Adding to the strangeness, strangeness of a kind I’ll bet won’t be depicted on The Twilight Zone, conservatives look on and are left hoping that the reason the actor was let off the hook might be that the government wants him to testify against his own lawyer, who’s implicated along with attorney Michael Avenatti in trying to shake down Nike—while Avenatti has in turn been involved in negotiations, in a separate case, between prosecutors and the celebrity sex cult NXIVM, which stands accused of human trafficking and the violent abuse of migrant women and children. A Seagram’s heiress tied to the NXIVM cult fainted in court when she learned that Avenatti had secretly been involved in her defense but had now been arrested.
So to summarize just that one chain of current events among thousands of others: the actor who faked a crime may have gotten off because of ties to past or future presidents, or because investigators noticed his lawyer was in cahoots with another, corrupt lawyer who was shaking down a major corporation while defending heiresses and their migrant-abusing celebrity sex cult.
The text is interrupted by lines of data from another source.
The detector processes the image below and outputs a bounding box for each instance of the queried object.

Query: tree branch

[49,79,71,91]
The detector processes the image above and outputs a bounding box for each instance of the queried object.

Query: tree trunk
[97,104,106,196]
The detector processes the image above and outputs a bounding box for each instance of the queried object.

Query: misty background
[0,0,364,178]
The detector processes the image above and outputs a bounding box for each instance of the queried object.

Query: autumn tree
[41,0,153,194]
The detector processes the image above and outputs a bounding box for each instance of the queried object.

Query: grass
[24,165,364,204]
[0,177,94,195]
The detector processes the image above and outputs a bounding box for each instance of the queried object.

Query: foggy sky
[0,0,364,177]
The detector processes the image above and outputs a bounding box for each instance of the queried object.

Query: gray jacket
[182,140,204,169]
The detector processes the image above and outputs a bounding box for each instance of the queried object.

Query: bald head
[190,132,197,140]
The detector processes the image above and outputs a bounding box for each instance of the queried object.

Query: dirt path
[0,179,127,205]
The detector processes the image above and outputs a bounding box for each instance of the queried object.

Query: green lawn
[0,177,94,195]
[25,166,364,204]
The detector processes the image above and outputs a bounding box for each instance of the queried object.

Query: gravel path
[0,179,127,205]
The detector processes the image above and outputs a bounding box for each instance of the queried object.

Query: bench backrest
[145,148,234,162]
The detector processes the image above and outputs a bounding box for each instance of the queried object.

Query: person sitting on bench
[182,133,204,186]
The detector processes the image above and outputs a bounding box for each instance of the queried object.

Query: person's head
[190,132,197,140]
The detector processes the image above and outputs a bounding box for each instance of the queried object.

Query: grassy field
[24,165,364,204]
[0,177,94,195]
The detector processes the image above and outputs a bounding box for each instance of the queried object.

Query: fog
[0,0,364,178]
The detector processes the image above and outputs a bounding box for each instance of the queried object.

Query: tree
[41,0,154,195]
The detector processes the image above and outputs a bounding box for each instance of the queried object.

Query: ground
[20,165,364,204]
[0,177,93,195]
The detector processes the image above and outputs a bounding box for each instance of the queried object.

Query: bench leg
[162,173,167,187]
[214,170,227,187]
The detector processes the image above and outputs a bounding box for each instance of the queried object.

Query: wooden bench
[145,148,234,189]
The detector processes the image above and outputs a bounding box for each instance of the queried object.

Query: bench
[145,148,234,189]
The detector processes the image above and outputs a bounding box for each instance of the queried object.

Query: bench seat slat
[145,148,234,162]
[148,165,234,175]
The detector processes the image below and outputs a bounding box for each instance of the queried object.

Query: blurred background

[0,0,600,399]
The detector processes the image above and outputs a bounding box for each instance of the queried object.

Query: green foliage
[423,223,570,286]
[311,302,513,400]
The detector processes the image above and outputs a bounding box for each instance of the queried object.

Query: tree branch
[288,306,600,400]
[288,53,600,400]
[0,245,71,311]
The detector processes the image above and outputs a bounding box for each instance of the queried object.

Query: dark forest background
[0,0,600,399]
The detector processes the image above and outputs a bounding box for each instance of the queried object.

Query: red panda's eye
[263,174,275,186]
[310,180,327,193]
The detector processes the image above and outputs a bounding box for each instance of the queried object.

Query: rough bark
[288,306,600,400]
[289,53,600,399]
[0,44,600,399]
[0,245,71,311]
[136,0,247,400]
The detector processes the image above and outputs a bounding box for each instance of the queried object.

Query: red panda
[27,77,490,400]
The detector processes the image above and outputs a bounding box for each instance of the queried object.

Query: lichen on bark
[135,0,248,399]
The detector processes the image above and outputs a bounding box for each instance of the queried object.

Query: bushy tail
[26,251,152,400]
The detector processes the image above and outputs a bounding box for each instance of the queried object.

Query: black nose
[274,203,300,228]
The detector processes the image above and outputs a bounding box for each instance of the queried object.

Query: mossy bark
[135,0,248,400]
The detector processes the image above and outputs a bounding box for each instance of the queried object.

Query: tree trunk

How can it be that people still angrily take sides on such news items, as if they understand what the hell is going on? Yet they compulsively do.
And so I look back at Rod Serling, with love, as a man who wished the world could be explained by an organizing principle as straightforward as “The genie granted wishes that turned out to be misfortunes for the greedy” or “Those astronauts were unwittingly on Earth the whole time” (as in his Planet of the Apes script or more than a few Twilight Zone episodes). Where we seem to be headed, though, there are no two-sentence moral summaries at the end of each half hour. There are few signposts. I’m no longer even sure there was ever a road, though it was right here just yesterday, I tell you. I’m sure of it.